Höhere Hürden für Ausländer
Bei einbürgerungswilligen Ausländern indes ist der Sprach-Test schon längst obligatorisch. Ohne Deutsch kriegen sie keinen deutschen Pass. Allerdings haben die Behörden einen Ermessensspielraum. Ein bundesweit einheitliches Prüfverfahren gibt es nicht.
Dabei testen in der Region die Stadt Cottbus und der Oberspreewald-Lausitz-Kreis offenbar am schärfsten. Während die Antragsteller im Dahme-Spreewald-Kreis zunächst einmal nur Fragen zu einem Zeitungsartikel mündlich beantworten müssen, führen die Behörden in Cottbus und im OSL-Kreis nicht nur ein persönliches Gespräch mit den Bewerbern. Die Antragsteller müssen auch einen Lebenslauf verfassen.
„Kann sich ein Bewerber so ausdrücken, dass wir ihn verstehen, reicht das aus. Wir sind da nicht so pingelig“ , sagt Anett Müller, Sachgebietsleiterin der Cottbuser Staatsangehörigkeitsbehörde. „Haben wir aber starke Zweifel, muss er einen Sprachtest bei der Volkshochschule bestehen.“

Durchrasseln beim Deutsch-Test
Elf Antragsteller rasselten in Cottbus im vergangenen Jahr bei diesem Test durch. Auch im Oberspreewald-Lausitz-Kreis nahmen nicht alle Bewerber die Hürde des Volkshochschul-Tests, während Holger Fränkel, Pressesprecher des Elbe-Elster-Kreises, erklärt: „Standardisierte Sprachtests für alle führen wir bei uns noch nicht durch.“
Im Spree-Neiße-Kreis wird derzeit für Antragsteller ein Deutsch-Kurztest vorbereitet.
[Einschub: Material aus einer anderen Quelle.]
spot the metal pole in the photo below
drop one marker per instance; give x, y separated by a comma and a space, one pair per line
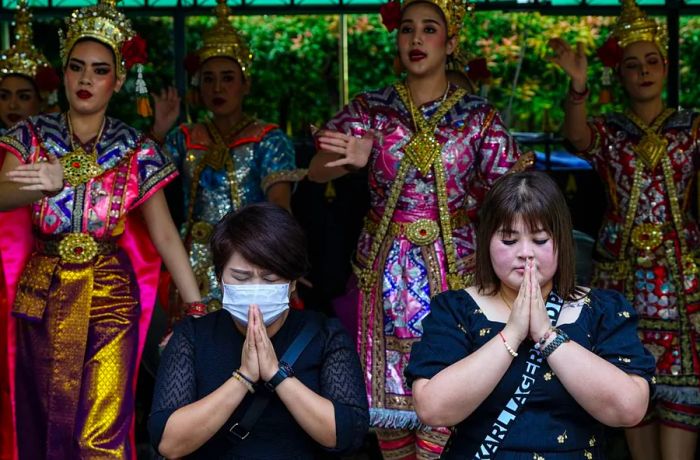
6, 35
673, 25
343, 60
179, 49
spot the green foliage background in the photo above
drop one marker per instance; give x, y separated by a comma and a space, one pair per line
295, 72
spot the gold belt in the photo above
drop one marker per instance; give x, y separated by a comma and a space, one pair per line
201, 232
421, 231
76, 247
647, 237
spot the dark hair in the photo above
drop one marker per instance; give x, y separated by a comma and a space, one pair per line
230, 58
536, 198
265, 235
94, 40
427, 2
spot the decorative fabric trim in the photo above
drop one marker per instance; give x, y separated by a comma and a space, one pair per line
295, 175
256, 136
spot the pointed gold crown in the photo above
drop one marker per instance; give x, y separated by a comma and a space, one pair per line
22, 58
223, 40
634, 25
454, 11
102, 22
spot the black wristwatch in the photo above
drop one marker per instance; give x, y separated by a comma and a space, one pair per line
284, 371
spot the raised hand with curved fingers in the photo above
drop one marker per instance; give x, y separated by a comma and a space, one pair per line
249, 355
574, 63
353, 151
166, 111
267, 358
44, 176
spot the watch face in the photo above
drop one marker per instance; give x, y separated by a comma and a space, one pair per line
286, 369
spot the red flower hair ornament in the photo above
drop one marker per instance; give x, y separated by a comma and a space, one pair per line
391, 15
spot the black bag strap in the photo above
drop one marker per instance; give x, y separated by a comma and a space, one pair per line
241, 430
504, 421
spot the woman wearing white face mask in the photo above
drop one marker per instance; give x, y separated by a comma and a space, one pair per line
256, 380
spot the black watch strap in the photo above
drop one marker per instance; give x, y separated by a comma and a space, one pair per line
284, 371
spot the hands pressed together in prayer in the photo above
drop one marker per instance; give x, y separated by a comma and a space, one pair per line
45, 176
528, 315
258, 358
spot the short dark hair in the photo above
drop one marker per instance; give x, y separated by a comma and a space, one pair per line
537, 199
265, 235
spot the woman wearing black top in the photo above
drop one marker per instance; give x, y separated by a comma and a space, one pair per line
214, 367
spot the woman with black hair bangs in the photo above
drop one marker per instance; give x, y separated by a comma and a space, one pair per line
525, 364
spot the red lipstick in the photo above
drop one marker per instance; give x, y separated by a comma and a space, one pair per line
416, 55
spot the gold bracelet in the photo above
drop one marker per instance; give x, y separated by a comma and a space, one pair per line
512, 352
237, 375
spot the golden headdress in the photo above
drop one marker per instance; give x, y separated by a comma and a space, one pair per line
634, 25
454, 11
22, 58
102, 22
223, 40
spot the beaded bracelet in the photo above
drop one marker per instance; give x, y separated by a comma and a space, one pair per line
512, 352
196, 309
238, 375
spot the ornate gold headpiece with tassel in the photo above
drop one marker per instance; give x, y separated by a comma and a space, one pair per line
223, 40
454, 11
104, 23
634, 25
24, 59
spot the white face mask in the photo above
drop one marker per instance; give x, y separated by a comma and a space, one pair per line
272, 299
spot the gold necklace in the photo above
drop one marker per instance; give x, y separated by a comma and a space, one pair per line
505, 301
423, 148
652, 146
80, 166
219, 151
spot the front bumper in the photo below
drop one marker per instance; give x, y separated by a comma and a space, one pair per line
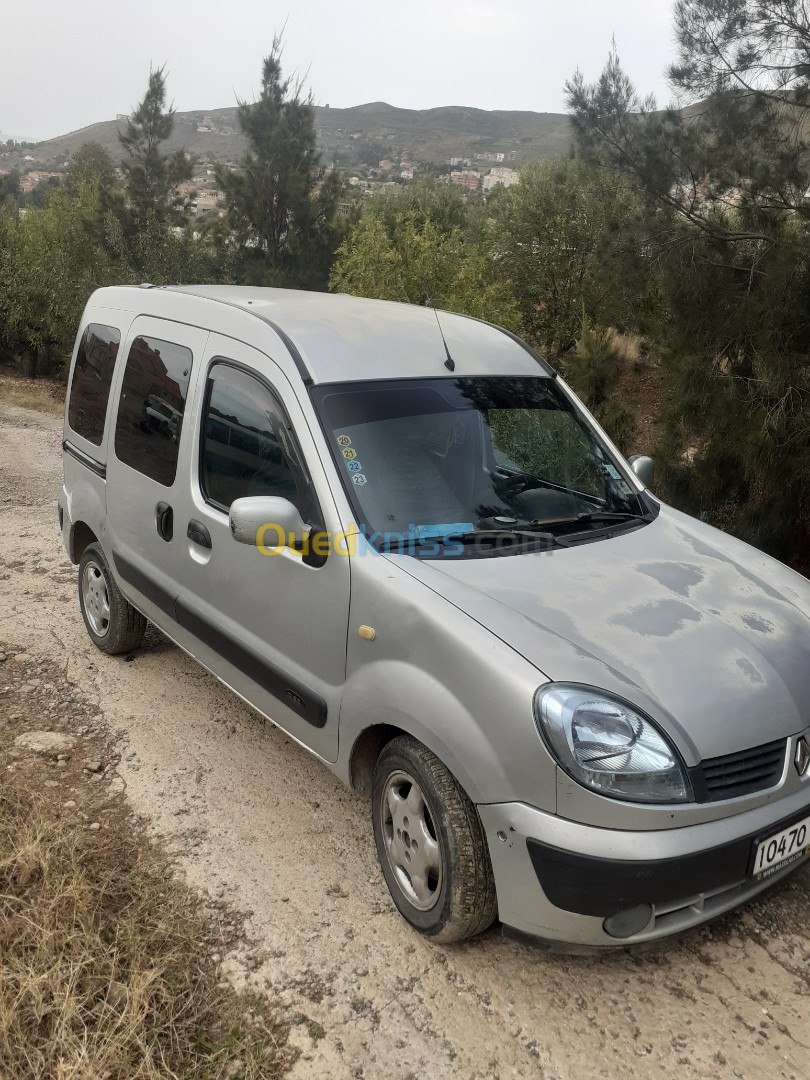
559, 880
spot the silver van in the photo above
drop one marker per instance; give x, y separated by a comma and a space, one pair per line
396, 534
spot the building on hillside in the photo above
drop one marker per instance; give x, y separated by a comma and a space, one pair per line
466, 178
500, 176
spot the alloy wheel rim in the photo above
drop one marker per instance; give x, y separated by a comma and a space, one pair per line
412, 841
95, 599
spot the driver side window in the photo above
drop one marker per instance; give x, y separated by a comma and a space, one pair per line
245, 446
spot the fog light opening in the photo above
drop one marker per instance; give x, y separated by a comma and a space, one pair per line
629, 922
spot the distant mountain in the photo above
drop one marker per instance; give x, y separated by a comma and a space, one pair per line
365, 133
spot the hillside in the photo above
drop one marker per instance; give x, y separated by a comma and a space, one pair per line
365, 133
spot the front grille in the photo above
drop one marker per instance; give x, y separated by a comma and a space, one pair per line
741, 773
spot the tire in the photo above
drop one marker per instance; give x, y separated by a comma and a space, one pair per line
113, 625
431, 845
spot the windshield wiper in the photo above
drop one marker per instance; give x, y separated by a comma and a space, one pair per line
596, 515
475, 536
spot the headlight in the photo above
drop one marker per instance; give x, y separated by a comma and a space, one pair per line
607, 745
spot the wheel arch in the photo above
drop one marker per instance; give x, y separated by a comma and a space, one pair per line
81, 537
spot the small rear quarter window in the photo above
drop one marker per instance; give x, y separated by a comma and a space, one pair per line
90, 390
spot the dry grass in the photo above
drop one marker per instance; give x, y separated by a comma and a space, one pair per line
44, 395
105, 968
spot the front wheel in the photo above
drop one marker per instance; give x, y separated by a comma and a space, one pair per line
112, 623
431, 845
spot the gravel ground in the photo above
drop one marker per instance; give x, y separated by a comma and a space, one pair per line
258, 824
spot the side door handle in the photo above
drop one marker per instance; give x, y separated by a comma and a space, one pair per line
198, 534
164, 521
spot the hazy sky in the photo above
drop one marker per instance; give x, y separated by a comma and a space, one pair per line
65, 64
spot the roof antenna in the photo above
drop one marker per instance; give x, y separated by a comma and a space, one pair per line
449, 363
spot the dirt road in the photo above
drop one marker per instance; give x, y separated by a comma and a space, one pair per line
255, 820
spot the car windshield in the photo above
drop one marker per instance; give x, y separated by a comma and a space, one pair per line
463, 457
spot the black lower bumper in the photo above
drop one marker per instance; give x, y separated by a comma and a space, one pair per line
588, 885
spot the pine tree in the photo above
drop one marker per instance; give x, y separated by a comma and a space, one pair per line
282, 202
725, 181
151, 176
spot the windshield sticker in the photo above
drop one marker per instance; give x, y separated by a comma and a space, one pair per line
456, 528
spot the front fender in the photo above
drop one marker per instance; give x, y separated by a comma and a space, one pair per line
486, 746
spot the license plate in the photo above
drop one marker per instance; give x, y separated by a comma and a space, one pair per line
785, 847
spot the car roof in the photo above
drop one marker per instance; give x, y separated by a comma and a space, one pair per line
337, 338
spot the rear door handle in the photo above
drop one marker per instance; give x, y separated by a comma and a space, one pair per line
164, 521
198, 534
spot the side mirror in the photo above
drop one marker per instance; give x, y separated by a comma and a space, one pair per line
267, 521
644, 468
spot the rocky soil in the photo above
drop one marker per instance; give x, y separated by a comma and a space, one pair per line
265, 832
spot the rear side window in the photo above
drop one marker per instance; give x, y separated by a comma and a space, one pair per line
152, 403
245, 446
92, 377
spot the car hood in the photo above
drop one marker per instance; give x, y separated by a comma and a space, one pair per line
707, 635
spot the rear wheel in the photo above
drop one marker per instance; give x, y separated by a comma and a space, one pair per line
112, 623
431, 845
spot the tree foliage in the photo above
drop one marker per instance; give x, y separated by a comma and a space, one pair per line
418, 247
151, 175
567, 238
282, 201
725, 181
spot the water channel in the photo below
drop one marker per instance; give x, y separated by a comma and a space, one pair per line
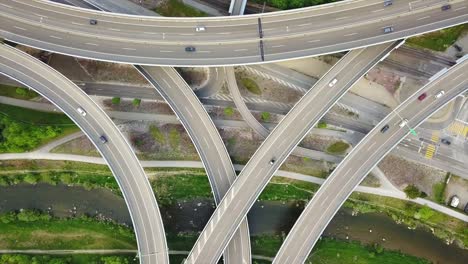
265, 217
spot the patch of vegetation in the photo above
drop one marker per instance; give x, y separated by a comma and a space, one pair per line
116, 100
439, 40
338, 147
228, 111
413, 192
322, 124
136, 102
26, 229
157, 134
67, 259
266, 116
251, 85
176, 8
174, 138
17, 92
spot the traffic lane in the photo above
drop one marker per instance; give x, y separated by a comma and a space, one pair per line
89, 124
259, 170
353, 169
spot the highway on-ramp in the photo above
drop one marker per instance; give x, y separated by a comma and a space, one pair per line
136, 189
366, 155
208, 143
227, 40
275, 149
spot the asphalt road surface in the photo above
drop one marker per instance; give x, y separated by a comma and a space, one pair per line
227, 40
277, 147
366, 155
117, 152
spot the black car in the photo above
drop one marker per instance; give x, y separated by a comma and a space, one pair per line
103, 139
445, 141
384, 129
190, 49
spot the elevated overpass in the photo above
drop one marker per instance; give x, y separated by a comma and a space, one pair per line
230, 40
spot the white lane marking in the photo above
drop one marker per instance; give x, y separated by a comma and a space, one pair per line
421, 18
340, 18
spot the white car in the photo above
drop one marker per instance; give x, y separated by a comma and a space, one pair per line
440, 94
200, 28
333, 82
403, 122
81, 111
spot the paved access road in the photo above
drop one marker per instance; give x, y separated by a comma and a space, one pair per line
207, 141
227, 40
117, 152
367, 154
277, 147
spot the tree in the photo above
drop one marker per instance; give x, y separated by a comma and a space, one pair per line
412, 191
116, 100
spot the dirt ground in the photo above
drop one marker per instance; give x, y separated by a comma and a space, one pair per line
402, 173
271, 90
457, 186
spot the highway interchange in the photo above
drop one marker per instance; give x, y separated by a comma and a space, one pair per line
42, 24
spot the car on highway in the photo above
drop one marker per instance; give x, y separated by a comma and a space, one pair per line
440, 94
446, 141
403, 122
103, 139
422, 96
333, 82
200, 28
190, 49
384, 128
388, 30
446, 7
81, 111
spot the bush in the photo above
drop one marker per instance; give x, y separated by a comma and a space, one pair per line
136, 102
265, 116
116, 100
228, 111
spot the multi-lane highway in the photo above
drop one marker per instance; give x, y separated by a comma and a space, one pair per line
352, 170
116, 151
226, 40
207, 141
276, 148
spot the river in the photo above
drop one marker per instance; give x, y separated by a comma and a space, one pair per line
264, 217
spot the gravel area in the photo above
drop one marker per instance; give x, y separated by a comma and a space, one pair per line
402, 173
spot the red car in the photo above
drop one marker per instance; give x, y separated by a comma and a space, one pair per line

Auch in Hoyerswerda musste bislang noch niemand bei der Volkshochschule seine Sprachkenntnisse prüfen lassen, obwohl ein Erlass des Innenministeriums diese Möglichkeit durchaus vorsieht. „Wir haben alle Unterlagen für diesen Test da“ , sagt Katrin Gerstner, Fachbereichsleiterin Sprachen an der Volkshochschule Hoyerswerda. „Es gibt aber noch keine gesetzliche Grundlage, die diesen Test zur Pflicht macht. Und solange der nicht gefordert wird, werden wir uns da auch nicht dazwischenstellen.“

Hintergrund Zahlen und Fakten
  Nach Angaben des Bundesverwaltungsamtes hat das Land Brandenburg im vergangenen Jahr 3379, Sachsen 5984 und Sachsen-Anhalt 3534 Aussiedler und deren Angehörige aufgenommen. Mehr als 90 Prozent dieser Menschen stammen aus Gebieten der früheren Sowjetunion. Die Gruppe der sechs- bis 14-Jährigen und die der 20- bis 29-Jährigen ist anteilsmäßig am größten.
Nach dem Bundesvertriebenengesetz erhalten Spätaussiedler sowie deren Ehegatten und Abkömmlinge mit Wirkung vom 1. August 1999 die deutsche Staatsangehörigkeit ohne ein Einbürgerungsverfahren bereits mit der Ausstellung der Bescheinigung nach § 15 des Bundesvertriebenenförderungsgesetzes (BVFG).
Nach dem neuen Staatsbürgerschaftsrecht, das am 1. Januar 2000 in Kraft getreten ist und Erleichterungen für einbürgerungswillige Ausländer vorsieht, haben im Spree-Neiße-Kreis im vergangenen Jahr 17 Ausländer die deutsche Staatsangehörigkeit beantragt. Im Elbe-Elster-Kreis wurden im vergangenen Jahr 25, in Cottbus 33 und im Oberspreewald-Lausitz-Kreis 28 Personen eingebürgert.